On the other hand, I am surprised that a twelve year old Honda was actually worth that much.

On the way home, I stopped by Pep Boys, talked to the manager, and got his advice on whether I should salvage the car or look for another. His advice appears in the email I sent in reply to this one that awaited me when I got home...
Good morning Mr. Gordon,

Your vehicle qualifies as a total loss because the repair costs exceed the value of the vehicle. You have the option of keeping your car, in that case the amount payable to you would be $2,818.83. Texas salvage branding laws will apply. You will need to speak to a qualified repair facility to get the vehicle safely operable. If you have any further questions please feel free to respond back or call at 866-***-**** ext. *****.

I called the manager at Pep Boys, talked with him some more, and finally made a decision. I tried calling the 866 number, but the party had already left for the day, so I sent the following email, which makes my final decision pretty obvious ...
I received your reply about the possibility of keeping the car and receiving a lower settlement of $2818.83.

Everyone I've talked to (including the manager of the Pep Boys facility I had in mind for repairing it) recommended accepting the original settlemnt of $4,023.47 and just go looking for another car. My fears about doing that still remain, but that manager offered to check out whatever car I considered.

So, I have decided to accept the $4,023.47.

I tried to phone you (about 16:25; you'd already left).
I'll try again tomorrow (Thu, 29 Mar 2012) when I get home from work
(probably around 15:00 CDT).

To answer your earlier questions:

1) There a few items of mine in the car, but nothing that I'm interested in keeping, and certainly NOT worth the trouble of going out there to retrieve.
So, I do NOT plan on going by there.

2) As for a place where I can pick up my settlement, Why not ***** *****'s office at **** ***** Drive, Suite *, Houston, Tx 77019. He's my agent, and that location is only a few blocks from where I live. Don't forget that this whole mess means I am dependent on the bus for now, and can barely walk.
We can discuss this when I call tomorrow.

3) I DO have clear title to the vehicle (and have managed to find it).
There are NO liens on the car.

4) I have no problem with the Power of Attorney (assuming that you provide the form).

5) Ditto about a copy of my driver's license.

Lord! I just hope I haven't managed to come up with a new way of suicide by this decision, but everyone I've talked to seems to feel that my hope of salvaging the Honda is just not realistic, especially when considering the reduced amount of money available for repairs if I choose to keep it.
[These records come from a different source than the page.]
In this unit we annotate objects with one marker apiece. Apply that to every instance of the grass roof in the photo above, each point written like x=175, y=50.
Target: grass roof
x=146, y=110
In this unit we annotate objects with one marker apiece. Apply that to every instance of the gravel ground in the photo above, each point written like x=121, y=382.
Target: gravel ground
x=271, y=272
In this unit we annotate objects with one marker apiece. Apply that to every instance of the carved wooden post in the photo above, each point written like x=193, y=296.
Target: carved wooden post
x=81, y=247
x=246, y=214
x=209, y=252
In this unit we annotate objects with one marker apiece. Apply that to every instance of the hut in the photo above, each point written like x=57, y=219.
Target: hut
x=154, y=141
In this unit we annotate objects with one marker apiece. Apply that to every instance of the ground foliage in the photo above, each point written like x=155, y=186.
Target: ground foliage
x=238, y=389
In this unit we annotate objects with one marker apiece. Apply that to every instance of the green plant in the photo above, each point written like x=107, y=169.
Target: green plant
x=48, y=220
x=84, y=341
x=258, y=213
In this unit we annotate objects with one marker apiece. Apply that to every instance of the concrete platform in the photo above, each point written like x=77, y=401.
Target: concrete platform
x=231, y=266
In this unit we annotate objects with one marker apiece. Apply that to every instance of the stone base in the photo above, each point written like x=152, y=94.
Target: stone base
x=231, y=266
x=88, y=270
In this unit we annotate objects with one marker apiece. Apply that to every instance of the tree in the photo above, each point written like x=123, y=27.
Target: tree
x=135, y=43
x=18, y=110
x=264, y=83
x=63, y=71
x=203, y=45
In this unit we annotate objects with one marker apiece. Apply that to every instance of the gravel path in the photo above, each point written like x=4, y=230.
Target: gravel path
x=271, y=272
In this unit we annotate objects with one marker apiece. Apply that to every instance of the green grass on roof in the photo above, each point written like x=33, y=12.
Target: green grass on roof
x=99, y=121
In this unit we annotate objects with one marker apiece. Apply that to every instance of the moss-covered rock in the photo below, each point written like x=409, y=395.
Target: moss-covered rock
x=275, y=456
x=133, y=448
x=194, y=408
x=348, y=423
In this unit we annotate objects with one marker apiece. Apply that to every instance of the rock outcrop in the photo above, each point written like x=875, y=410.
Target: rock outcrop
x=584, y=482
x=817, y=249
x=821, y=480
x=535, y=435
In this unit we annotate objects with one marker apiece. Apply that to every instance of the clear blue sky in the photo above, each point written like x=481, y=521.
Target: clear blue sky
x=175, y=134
And, I suppose the literary desire to add a section called "Phoenix" to this post might not be the most rational of reasons to take such a chance with a vehicle that challenged an 18-wheeler - and lost.

You think?!!!

Update - 18:21 CDT, Wed, 04 Apr 2012 - Gamble
Well, I've gone back and forth on whether to salvage the Honda or take the full payout and look for something else. The title of this update is probably a clue as to which way I've been blown this time.

This was my pride & joy when I first got it, almost 12 years ago ...

And this is what it looks like now ...

After requesting copies of the photos taken by the claims adjuster, what I finally got today was these black & white printouts I've just scanned.

This is ***** ****'s definition of "Total Loss"; in their case, meaning costing more to restore it to before-crash status than its fair market value.

But, what would it take to make it drive-able?

That left rear wheel is a lot worse than it looks, as is the tire. The hub it's mounted on is probably bent and very likely the whole left rear suspension may need replacing.

The other problem is the driver-side door.

I couldn't open it at the accident scene, and feared it might have been wedged by impact into the rest of the body shell. I never could get a straight answer to my query if there was any frame damage, but my agent told me that if there had been, I never would have had the option of keeping it.

Just looking at those photos, I'm beginning to wonder.

Note the window in that door. It was all the way down when the accident occurred. Afterwards, before leaving the scene, I was able to roll up that window partway (reaching in from outside the car). In the picture, they have it all the way up and the glass doesn't appear damaged at all.

I'm beginning to suspect that maybe the door lock is just messed up from the impact, and that it may be possible to get that door functioning again. If so, tacking on a driver's side mirror to that door (with sheet-metal screws if necessary) might be enough to make it street legal.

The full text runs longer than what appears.